Полудневый не давал себе передышки, знал, что самая ничтожная заминка может стать роковой для них. Башенный пулемет молчал. Патроны в магазинах кончились. Оставались два снаряда, но на надульнике пушки висели клочья кожаного колпака, и вряд ли можно было рассчитывать на прицельный выстрел, так как в дуло наверняка попали куски кирпича и прочий мусор. Скорее всего первый же выстрел разорвет ствол. Это будет неплохо, но надо оставить под конец. Развернувшись в последний раз на привокзальной площади, Роман погнал танк вверх по Колеевой и выскочил на шоссе в тот миг, когда мимо хотела прошмыгнуть мчавшаяся на большой скорости открытая штабная машина. Военное счастье еще раз, как бы в награду за его умение и храбрость, улыбнулось лейтенанту Полудневому. Он успел преградить дорогу машине выступом правой гусеницы, и машина эта с металлическим визгом, точь-в-точь как воющая бомба, закувыркалась по шоссе.
Броневичок, сопровождающий штабной автомобиль, резко затормозил, но, потеряв управление, съехал юзом в кювет, опрокинулся. Полудневый дважды, как перевернутого на спину металлического жука, ткнул броневичок в брюхо и, отвернув, погнал танк от города.
Роман чувствовал, что силы его на исходе. Итак, уйти подальше и, главное, главное, — не забыть поджечь танк. «Тигр» должен быть уничтожен. Обязательно! Для одного этого можно было пожертвовать жизнью. Но чем поджечь? У них нет спичек. У них ничего нет. Только танк, у которого осталось в запасе горючего на два-три километра. Ну, на четыре...

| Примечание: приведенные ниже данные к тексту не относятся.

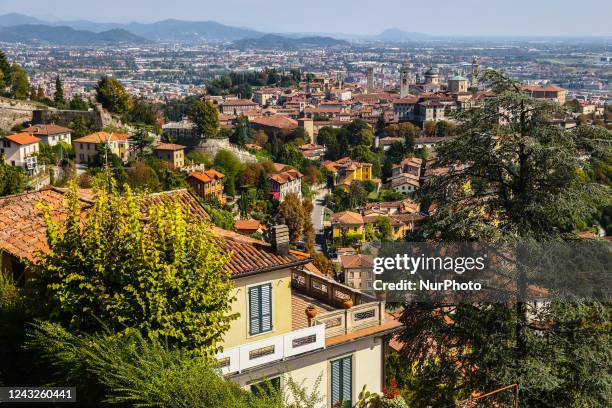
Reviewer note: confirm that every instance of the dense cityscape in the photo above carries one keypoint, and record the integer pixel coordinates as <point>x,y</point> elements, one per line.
<point>199,215</point>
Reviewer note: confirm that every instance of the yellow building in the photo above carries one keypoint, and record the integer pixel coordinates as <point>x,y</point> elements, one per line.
<point>334,353</point>
<point>207,184</point>
<point>346,170</point>
<point>348,224</point>
<point>172,153</point>
<point>85,148</point>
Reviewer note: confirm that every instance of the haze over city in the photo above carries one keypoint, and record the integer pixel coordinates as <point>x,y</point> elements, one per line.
<point>445,17</point>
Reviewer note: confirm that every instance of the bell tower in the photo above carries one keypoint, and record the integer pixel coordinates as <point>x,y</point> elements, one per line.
<point>404,82</point>
<point>474,75</point>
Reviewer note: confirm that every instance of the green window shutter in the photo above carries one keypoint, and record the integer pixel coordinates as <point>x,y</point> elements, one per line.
<point>266,307</point>
<point>341,381</point>
<point>260,309</point>
<point>254,311</point>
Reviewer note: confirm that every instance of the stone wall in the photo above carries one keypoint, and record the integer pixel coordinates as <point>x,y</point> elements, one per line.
<point>14,112</point>
<point>213,146</point>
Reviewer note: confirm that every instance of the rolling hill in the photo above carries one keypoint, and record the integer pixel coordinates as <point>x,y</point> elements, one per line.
<point>44,34</point>
<point>274,41</point>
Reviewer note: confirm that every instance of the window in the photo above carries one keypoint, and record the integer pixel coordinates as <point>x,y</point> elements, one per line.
<point>267,387</point>
<point>260,309</point>
<point>342,381</point>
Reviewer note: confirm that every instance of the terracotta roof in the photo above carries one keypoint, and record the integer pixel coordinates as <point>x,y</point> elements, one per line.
<point>206,176</point>
<point>23,233</point>
<point>239,102</point>
<point>356,261</point>
<point>276,121</point>
<point>22,138</point>
<point>285,176</point>
<point>543,88</point>
<point>47,130</point>
<point>168,146</point>
<point>100,137</point>
<point>249,225</point>
<point>347,218</point>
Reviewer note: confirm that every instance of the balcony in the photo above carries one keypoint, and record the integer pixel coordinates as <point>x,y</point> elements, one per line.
<point>277,348</point>
<point>308,335</point>
<point>328,296</point>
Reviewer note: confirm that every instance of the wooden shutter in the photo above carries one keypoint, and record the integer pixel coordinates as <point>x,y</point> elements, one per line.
<point>254,311</point>
<point>266,307</point>
<point>260,309</point>
<point>335,391</point>
<point>347,380</point>
<point>341,381</point>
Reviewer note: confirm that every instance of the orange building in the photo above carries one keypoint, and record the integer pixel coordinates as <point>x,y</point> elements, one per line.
<point>207,184</point>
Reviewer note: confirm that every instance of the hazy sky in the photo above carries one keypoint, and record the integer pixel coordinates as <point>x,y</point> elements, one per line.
<point>461,17</point>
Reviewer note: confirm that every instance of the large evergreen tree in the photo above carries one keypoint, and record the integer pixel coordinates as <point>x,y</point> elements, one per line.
<point>521,182</point>
<point>112,95</point>
<point>59,92</point>
<point>206,118</point>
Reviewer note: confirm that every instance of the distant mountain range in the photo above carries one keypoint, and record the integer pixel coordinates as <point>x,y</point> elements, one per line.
<point>83,32</point>
<point>44,34</point>
<point>397,35</point>
<point>274,41</point>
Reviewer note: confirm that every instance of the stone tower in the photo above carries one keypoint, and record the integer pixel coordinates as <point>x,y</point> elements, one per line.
<point>370,80</point>
<point>404,82</point>
<point>474,75</point>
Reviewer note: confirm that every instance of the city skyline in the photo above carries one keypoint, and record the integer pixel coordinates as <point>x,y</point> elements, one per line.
<point>555,18</point>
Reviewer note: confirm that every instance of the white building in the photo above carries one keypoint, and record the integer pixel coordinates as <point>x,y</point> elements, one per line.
<point>20,150</point>
<point>51,134</point>
<point>285,182</point>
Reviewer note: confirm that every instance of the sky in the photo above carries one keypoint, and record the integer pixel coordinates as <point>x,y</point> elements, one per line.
<point>437,17</point>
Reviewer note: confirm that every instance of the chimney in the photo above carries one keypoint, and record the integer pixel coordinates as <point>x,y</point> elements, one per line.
<point>279,238</point>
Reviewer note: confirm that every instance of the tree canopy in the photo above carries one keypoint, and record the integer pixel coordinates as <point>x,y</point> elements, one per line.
<point>515,178</point>
<point>206,118</point>
<point>113,96</point>
<point>163,275</point>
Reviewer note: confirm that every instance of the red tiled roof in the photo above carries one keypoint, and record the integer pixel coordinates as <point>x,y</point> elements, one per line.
<point>356,261</point>
<point>168,146</point>
<point>23,138</point>
<point>23,232</point>
<point>285,176</point>
<point>248,225</point>
<point>100,137</point>
<point>239,102</point>
<point>276,121</point>
<point>206,176</point>
<point>347,218</point>
<point>47,129</point>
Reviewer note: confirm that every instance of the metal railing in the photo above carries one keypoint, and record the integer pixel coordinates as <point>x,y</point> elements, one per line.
<point>277,348</point>
<point>366,312</point>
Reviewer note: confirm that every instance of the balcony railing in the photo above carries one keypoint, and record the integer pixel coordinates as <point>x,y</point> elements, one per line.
<point>366,312</point>
<point>277,348</point>
<point>358,317</point>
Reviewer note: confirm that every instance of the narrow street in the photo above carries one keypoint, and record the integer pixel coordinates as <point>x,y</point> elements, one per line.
<point>318,215</point>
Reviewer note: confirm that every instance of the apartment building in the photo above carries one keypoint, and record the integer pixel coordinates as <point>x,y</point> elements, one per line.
<point>346,170</point>
<point>85,148</point>
<point>50,134</point>
<point>285,182</point>
<point>170,152</point>
<point>207,184</point>
<point>342,344</point>
<point>20,149</point>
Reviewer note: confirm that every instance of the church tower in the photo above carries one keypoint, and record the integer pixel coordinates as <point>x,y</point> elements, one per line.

Впереди разбитые машины. Одна догорает, дымит слегка. Возле них ни одной живой души. Разбежались, а может быть, притаились где. Роман миновал последний опрокинутый грузовик, съехал с шоссе и, развернувшись носом к городу, остановил машину, сбавил обороты. Разогретый мотор сердито бормотал за спиной.

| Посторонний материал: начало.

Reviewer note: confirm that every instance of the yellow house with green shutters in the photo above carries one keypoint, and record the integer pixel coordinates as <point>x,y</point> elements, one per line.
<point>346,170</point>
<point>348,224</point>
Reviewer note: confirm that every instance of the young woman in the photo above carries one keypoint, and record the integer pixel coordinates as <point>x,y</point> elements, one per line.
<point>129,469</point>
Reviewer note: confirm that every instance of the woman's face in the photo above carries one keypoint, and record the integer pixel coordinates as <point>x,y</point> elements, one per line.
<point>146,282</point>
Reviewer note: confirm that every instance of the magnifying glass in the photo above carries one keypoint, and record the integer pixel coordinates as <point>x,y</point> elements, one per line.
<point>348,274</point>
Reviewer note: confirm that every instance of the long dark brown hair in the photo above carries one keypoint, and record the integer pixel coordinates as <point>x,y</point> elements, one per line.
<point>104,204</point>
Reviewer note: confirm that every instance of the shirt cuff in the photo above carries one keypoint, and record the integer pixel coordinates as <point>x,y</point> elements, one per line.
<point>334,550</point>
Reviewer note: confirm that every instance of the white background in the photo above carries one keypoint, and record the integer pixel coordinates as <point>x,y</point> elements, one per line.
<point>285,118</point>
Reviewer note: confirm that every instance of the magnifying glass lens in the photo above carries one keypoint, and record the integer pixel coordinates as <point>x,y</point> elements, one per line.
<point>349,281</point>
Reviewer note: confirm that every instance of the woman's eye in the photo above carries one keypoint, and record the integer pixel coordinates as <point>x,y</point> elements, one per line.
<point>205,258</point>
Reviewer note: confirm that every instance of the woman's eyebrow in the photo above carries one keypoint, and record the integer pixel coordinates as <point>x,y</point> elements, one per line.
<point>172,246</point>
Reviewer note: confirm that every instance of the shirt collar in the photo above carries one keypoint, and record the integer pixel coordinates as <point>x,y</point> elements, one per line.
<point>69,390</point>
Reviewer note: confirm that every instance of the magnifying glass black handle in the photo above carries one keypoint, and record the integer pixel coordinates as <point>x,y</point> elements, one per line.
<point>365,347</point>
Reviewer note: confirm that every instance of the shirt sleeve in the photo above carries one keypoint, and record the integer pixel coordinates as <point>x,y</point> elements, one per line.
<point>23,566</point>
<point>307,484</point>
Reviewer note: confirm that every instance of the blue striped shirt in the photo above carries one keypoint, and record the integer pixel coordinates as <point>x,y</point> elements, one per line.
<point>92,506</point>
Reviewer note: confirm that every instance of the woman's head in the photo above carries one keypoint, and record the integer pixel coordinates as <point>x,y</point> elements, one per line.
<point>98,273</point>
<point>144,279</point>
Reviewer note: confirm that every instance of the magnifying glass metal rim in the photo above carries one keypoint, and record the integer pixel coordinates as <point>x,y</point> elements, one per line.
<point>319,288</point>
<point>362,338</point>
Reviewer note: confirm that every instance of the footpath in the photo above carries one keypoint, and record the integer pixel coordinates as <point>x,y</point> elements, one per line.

После грохота, лязга гусениц почти полная, целительная тишина.
— Как Гриша? — спросил Полудневый, не оборачиваясь, а лишь откинувшись на спинку сиденья и уронив руки на колени.
— Готов, — ответил Шевелев. — Сразу почти. Пуля в грудь...

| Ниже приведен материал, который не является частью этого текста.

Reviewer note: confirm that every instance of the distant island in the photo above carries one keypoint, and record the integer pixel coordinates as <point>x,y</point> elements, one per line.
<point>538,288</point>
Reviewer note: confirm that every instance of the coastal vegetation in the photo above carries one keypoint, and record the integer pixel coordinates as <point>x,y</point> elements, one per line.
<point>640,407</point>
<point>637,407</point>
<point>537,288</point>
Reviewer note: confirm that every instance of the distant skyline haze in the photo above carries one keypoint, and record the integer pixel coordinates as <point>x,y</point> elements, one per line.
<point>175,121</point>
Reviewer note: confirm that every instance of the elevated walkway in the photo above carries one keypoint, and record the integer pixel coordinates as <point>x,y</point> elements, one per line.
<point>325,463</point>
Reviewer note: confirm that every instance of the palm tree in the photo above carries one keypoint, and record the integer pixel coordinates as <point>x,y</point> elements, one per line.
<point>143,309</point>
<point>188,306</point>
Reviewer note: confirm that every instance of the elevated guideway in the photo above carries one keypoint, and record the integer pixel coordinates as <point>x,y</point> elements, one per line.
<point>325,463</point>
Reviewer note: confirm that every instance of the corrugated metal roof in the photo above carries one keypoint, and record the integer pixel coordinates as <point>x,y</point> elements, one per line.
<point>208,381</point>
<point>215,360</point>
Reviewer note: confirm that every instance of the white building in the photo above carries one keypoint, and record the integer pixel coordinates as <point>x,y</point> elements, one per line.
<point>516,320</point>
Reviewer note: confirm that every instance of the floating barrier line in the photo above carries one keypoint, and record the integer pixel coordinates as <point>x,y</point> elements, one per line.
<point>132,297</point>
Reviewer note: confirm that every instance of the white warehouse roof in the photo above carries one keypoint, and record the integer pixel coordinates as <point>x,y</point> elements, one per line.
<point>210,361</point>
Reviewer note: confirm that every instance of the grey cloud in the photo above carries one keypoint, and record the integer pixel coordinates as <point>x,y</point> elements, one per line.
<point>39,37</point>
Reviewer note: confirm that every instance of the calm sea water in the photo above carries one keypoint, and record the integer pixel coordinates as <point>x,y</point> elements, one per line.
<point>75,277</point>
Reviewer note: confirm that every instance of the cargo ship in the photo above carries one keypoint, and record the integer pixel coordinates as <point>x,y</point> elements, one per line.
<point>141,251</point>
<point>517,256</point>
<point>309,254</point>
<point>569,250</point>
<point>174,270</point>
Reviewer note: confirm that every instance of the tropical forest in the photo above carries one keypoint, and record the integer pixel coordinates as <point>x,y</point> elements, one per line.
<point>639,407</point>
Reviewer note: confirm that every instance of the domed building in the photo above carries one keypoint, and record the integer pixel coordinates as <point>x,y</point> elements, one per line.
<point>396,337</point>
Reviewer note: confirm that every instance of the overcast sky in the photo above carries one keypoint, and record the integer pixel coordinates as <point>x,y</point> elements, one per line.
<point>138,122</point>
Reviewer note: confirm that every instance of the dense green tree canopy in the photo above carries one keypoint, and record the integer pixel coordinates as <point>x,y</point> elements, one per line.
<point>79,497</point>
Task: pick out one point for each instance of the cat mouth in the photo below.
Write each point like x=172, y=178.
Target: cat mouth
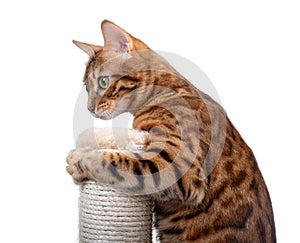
x=104, y=114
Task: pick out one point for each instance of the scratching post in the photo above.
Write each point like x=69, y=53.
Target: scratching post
x=108, y=215
x=105, y=213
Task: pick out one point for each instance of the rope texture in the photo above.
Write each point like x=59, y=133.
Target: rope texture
x=108, y=215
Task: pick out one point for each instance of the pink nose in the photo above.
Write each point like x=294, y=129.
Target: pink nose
x=91, y=108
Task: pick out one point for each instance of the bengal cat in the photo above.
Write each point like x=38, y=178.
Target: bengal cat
x=203, y=177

— Ладно... — после паузы подавленно произнес Роман. — Уже не поправишь. Слушай, Иван Степанович, приказ. Наведи пушку и пулемет на машины.
— Патронов нет! — счел нужным предупредить Шевелев.
— Ты слушай, слушай, батя, — раздраженно повысил голос Роман. — У меня нет сил растолковывать. Они одного глаза пулемета боятся. Сейчас откроешь люк и рывком к машинам. Нужны патроны, спички или зажигалка. Автомат, пулемет найдешь — дай очередь и тащи сюда. Канистра с горючим подвернется — тащи, главное — спички. И пить хочу, горит душа, флягу найдешь — тащи. Давай быстро, не робей, батя, ты молодец у меня.